À Roanne, Françoise Gatel, ministre de l’Aménagement du territoire et de la Décentralisation, a annoncé la poursuite des programmes Action cœur de ville et Petites Villes de demain jusqu’à la fin du mandat municipal. Cette déclaration a eu lieu lors du congrès de la Fédération nationale des villes moyennes, qui se tient les 2 et 3 juillet 2026, dans la ville ligérienne, où les 200 congressistes attendaient des engagements clairs.
La ministre a précisé que le prolongement de ces programmes pourrait s’étendre jusqu’en 2033, en raison d’un mandat municipal exceptionnel de sept ans. Elle a insisté sur la nécessité d’une « clause de revoyure » à mi-parcours pour ajuster les actions. « Vous avez besoin de lisibilité », a-t-elle déclaré, soulignant que de telles opérations nécessitent généralement « au moins deux mandats » pour se concrétiser.
Deux priorités
Bien que la bataille budgétaire pour 2027 soit en cours, la ministre n’a pas fourni de détails sur les financements. Les deux priorités de ce nouvel « ACV 3 » seront le logement et le commerce, ce dernier étant en pleine transformation, suscitant des inquiétudes chez les élus des villes de sous-préfectures, confrontées à des fermetures d’enseignes. « Nous devons nous concentrer sur le commerce de centre-ville », a-t-elle ajouté, indiquant un retour à l’objectif initial de revitalisation du programme lancé en 2018.

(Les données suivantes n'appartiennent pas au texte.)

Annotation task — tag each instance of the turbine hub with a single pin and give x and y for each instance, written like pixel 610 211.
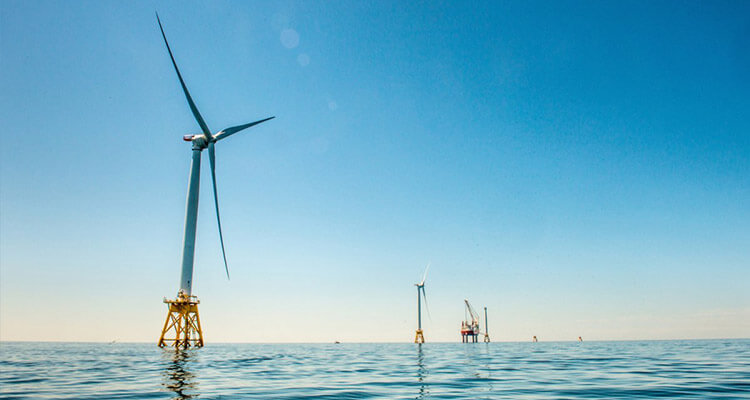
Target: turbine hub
pixel 199 141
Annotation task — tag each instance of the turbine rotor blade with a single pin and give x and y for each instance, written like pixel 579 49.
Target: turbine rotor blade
pixel 212 161
pixel 427 307
pixel 231 131
pixel 193 108
pixel 425 273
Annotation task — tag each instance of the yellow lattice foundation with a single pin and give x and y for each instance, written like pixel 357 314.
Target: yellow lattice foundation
pixel 182 328
pixel 419 338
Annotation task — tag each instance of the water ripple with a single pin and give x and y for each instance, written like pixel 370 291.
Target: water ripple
pixel 613 370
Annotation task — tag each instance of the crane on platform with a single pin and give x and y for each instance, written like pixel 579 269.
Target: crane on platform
pixel 470 324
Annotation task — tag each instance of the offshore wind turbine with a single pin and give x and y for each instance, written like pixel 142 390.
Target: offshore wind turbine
pixel 182 327
pixel 419 338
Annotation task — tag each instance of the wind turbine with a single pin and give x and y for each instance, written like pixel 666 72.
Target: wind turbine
pixel 183 317
pixel 419 338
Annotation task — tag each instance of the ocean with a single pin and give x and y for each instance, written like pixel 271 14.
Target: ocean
pixel 689 369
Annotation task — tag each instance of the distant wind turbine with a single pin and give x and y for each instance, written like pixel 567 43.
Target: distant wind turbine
pixel 419 338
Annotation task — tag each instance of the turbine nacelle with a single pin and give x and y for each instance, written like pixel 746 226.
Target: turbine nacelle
pixel 199 141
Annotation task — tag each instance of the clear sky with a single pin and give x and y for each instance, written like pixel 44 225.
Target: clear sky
pixel 581 169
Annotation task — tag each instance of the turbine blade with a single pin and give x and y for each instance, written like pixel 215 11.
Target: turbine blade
pixel 231 131
pixel 212 161
pixel 426 306
pixel 193 108
pixel 425 273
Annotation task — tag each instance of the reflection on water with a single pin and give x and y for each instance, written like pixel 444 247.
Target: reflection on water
pixel 178 377
pixel 421 374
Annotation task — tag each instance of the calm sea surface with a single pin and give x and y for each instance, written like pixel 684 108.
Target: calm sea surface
pixel 562 370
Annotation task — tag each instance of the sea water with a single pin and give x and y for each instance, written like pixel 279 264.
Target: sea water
pixel 695 369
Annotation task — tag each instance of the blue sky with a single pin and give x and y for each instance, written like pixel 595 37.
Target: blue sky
pixel 581 169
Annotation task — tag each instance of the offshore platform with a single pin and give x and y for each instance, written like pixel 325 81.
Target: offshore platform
pixel 470 324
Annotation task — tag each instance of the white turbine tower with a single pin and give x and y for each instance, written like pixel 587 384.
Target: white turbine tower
pixel 183 316
pixel 419 338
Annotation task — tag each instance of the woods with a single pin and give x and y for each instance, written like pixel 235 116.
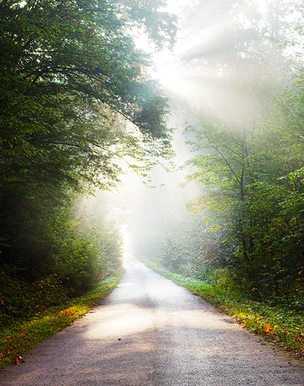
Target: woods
pixel 75 102
pixel 78 104
pixel 244 230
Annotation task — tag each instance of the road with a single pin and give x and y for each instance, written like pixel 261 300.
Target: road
pixel 147 332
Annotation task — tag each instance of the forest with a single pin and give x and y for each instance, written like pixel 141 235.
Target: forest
pixel 79 106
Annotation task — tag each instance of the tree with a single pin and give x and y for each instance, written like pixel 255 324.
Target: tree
pixel 74 101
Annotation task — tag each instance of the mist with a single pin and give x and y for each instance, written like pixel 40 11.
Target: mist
pixel 227 66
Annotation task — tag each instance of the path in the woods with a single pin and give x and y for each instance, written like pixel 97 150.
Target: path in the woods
pixel 151 332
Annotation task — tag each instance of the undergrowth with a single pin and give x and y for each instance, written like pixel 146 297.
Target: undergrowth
pixel 278 324
pixel 20 336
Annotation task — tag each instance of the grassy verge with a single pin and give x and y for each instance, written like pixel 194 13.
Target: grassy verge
pixel 21 336
pixel 284 327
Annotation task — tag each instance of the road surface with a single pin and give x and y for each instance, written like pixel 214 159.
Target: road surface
pixel 147 332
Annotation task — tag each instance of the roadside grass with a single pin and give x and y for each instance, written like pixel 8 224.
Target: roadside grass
pixel 277 324
pixel 21 336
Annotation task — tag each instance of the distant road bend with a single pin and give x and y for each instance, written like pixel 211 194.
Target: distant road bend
pixel 147 332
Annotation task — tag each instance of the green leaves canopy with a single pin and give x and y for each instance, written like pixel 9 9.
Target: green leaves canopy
pixel 68 70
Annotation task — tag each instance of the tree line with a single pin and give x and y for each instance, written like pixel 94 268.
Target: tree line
pixel 246 228
pixel 75 102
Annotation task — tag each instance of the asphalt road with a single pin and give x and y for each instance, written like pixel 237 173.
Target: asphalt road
pixel 151 332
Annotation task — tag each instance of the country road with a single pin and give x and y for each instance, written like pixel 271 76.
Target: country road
pixel 151 332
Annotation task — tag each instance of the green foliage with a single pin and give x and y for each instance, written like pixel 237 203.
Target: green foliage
pixel 282 325
pixel 74 102
pixel 19 336
pixel 252 199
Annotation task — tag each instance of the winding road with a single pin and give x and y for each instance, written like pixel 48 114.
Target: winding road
pixel 147 332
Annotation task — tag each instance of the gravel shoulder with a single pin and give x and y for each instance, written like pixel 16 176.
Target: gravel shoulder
pixel 147 332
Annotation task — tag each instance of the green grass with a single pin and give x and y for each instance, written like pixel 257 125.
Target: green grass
pixel 21 336
pixel 278 324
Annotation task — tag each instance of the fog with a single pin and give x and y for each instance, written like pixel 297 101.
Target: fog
pixel 225 64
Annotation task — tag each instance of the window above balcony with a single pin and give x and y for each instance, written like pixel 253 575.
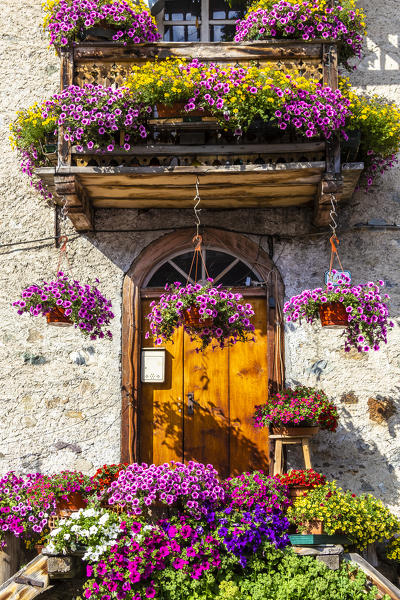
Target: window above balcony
pixel 199 20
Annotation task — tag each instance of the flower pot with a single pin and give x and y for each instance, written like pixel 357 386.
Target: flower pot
pixel 333 315
pixel 177 109
pixel 74 501
pixel 56 316
pixel 295 491
pixel 192 318
pixel 314 527
pixel 289 431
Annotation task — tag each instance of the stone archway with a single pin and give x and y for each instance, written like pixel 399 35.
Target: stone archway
pixel 158 251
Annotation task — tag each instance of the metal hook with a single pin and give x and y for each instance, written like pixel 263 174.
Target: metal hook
pixel 197 211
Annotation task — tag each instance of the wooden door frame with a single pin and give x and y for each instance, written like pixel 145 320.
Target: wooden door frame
pixel 155 253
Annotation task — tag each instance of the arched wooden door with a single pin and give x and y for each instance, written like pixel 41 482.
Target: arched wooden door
pixel 203 410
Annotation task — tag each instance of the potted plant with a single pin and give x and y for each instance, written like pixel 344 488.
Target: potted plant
pixel 269 19
pixel 82 305
pixel 361 310
pixel 126 21
pixel 300 481
pixel 296 412
pixel 209 314
pixel 363 519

Jean-François Debat, maire de Bourg-en-Bresse et président délégué de Villes de France, a également souligné que « les entrées de villes et la périphérie ne peuvent pas être l’objectif d’Action cœur de ville ». Yves Nicolin, maire de Roanne, a partagé cette vision, affirmant qu’il est crucial de viser les centres-villes et non de continuer l’étalement urbain. Il a également mentionné une réduction du taux de chômage de 12% à 7% au cours de ses mandats.
Malentendu
Françoise Gatel a qualifié les villes moyennes de « forces vives » du pays, jouant un rôle central. Elle a également tenté de clarifier ce qu’elle considère comme un « malentendu » autour d’un projet de loi sur l’État local, retiré de l’ordre du jour parlementaire après des critiques. Gatel a affirmé que l’État local ne devrait plus fonctionner « en silo ».
Jean-François Debat a également plaidé pour que les villes moyennes soient prises en compte dans le programme de renouvellement urbain « Anru 3 ». Il a critiqué les choix budgétaires récents qui ont affecté les territoires industriels, plaidant pour un changement de méthode dans le projet de loi de finances pour 2027.